The Babadook

A perfect blend of sound effects and editing zapping you with an enormous “boo”.

Jennifer Kent’s debut as a writer-director is a monstrous call for attention. It is surprisingly one of those few horror flicks that I have encountered that fully uses every aspect of filmmaking in one direction. It channels everything to one simple thing. And it is not a scream that she wants from you, nor an awe gasping moment and definitely not a cheap elaborative sketch spread across the script for an insensitive commercial parlour trick. What she is interested in throwing out, is the character driven plot. All those scenes tied together just gives you a very strong case on what and how theses characters work. And they work fine. More than fine. They are extremely diligent on what they look like.

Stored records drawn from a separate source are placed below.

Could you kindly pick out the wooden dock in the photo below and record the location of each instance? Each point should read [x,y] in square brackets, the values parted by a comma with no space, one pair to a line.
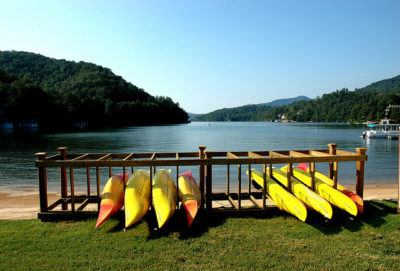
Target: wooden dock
[72,205]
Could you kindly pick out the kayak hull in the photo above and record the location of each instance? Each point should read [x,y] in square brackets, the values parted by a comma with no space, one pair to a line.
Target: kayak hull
[189,194]
[137,197]
[280,197]
[354,197]
[164,196]
[326,191]
[306,195]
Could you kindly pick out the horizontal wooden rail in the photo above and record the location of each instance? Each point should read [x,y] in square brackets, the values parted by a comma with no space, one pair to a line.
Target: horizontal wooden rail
[190,162]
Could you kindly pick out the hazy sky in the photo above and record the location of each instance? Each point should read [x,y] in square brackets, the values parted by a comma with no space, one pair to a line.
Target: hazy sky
[212,54]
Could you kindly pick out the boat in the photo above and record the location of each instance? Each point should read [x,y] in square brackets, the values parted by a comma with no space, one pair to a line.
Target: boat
[137,197]
[354,197]
[279,196]
[384,129]
[189,194]
[302,192]
[112,198]
[164,196]
[326,191]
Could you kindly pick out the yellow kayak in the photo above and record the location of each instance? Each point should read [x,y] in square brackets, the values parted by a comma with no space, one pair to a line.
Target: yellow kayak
[354,197]
[164,196]
[112,198]
[326,191]
[302,192]
[137,197]
[280,197]
[190,195]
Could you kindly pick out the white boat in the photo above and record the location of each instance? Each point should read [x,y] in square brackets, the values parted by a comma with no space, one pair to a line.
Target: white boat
[384,129]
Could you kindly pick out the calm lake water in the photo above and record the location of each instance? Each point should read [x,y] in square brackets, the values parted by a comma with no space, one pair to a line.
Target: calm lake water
[17,170]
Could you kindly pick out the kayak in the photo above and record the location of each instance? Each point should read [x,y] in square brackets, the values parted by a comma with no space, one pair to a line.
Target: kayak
[137,196]
[112,198]
[354,197]
[164,196]
[302,192]
[190,195]
[279,196]
[326,191]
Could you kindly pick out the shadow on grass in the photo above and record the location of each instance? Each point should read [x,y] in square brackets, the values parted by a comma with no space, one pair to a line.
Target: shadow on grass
[178,224]
[374,213]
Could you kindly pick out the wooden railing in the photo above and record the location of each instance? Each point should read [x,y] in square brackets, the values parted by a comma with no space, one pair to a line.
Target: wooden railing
[205,160]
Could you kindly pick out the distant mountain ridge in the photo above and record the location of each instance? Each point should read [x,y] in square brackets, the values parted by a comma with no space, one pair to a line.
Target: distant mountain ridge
[251,112]
[280,102]
[364,104]
[82,92]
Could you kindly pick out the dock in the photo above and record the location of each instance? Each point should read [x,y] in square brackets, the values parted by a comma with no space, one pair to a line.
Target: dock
[71,205]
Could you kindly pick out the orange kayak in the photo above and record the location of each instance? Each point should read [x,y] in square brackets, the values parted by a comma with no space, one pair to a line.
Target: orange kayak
[190,195]
[112,198]
[354,197]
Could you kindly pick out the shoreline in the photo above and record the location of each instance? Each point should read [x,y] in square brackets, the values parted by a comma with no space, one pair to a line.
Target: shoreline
[25,204]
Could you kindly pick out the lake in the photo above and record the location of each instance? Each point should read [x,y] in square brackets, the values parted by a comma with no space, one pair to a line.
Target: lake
[17,169]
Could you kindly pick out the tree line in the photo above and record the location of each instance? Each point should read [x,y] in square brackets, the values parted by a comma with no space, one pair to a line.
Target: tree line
[61,93]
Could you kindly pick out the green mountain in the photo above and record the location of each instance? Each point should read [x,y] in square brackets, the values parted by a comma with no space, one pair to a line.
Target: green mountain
[252,112]
[364,104]
[81,91]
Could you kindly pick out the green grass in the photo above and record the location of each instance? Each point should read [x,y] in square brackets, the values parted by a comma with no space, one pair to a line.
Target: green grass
[215,242]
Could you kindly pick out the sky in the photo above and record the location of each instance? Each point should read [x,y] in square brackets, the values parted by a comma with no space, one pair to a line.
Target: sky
[208,55]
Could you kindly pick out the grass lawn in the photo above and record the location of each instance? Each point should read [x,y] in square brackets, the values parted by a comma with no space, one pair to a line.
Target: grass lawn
[215,242]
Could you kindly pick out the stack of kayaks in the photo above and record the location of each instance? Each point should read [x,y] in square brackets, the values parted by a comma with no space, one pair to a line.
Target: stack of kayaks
[164,196]
[326,191]
[189,194]
[137,196]
[320,200]
[354,197]
[303,193]
[112,198]
[279,196]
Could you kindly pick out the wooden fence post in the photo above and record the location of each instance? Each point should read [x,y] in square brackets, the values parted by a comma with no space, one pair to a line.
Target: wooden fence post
[42,183]
[208,182]
[201,175]
[332,151]
[63,177]
[360,173]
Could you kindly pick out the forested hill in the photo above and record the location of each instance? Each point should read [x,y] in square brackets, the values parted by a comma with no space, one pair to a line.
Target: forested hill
[251,112]
[82,92]
[365,104]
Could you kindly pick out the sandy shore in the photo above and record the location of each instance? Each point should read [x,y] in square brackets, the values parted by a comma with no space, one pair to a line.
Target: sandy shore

How they are received by the others. In fact, every character is interested in doing so. Even the demons come with an introduction, a warning and are interested in following those set rules by them. They want to be taken seriously. Like they hold importance. A value that they could never reach. But would like to possess. And that is the crux of the supernatural element in the film. The entity is something that is not considered real.

The psychological system feeds on fear and grows on your weakness or at least that’s what we are told. And maybe that’s why among these many set of characters, the kid, the child stands out different. His inexpressive behaviour, nature without any pattern doesn’t make sense and it also does. This normalized humane behaviour that blends in at the back of our mind is what’s alienated throughout the film. The Babadook then truly transforms into a monstrous lie. The horror title is deserved and the payoff is the oddest emotion that we carry and that is of course that we are attached to the idea.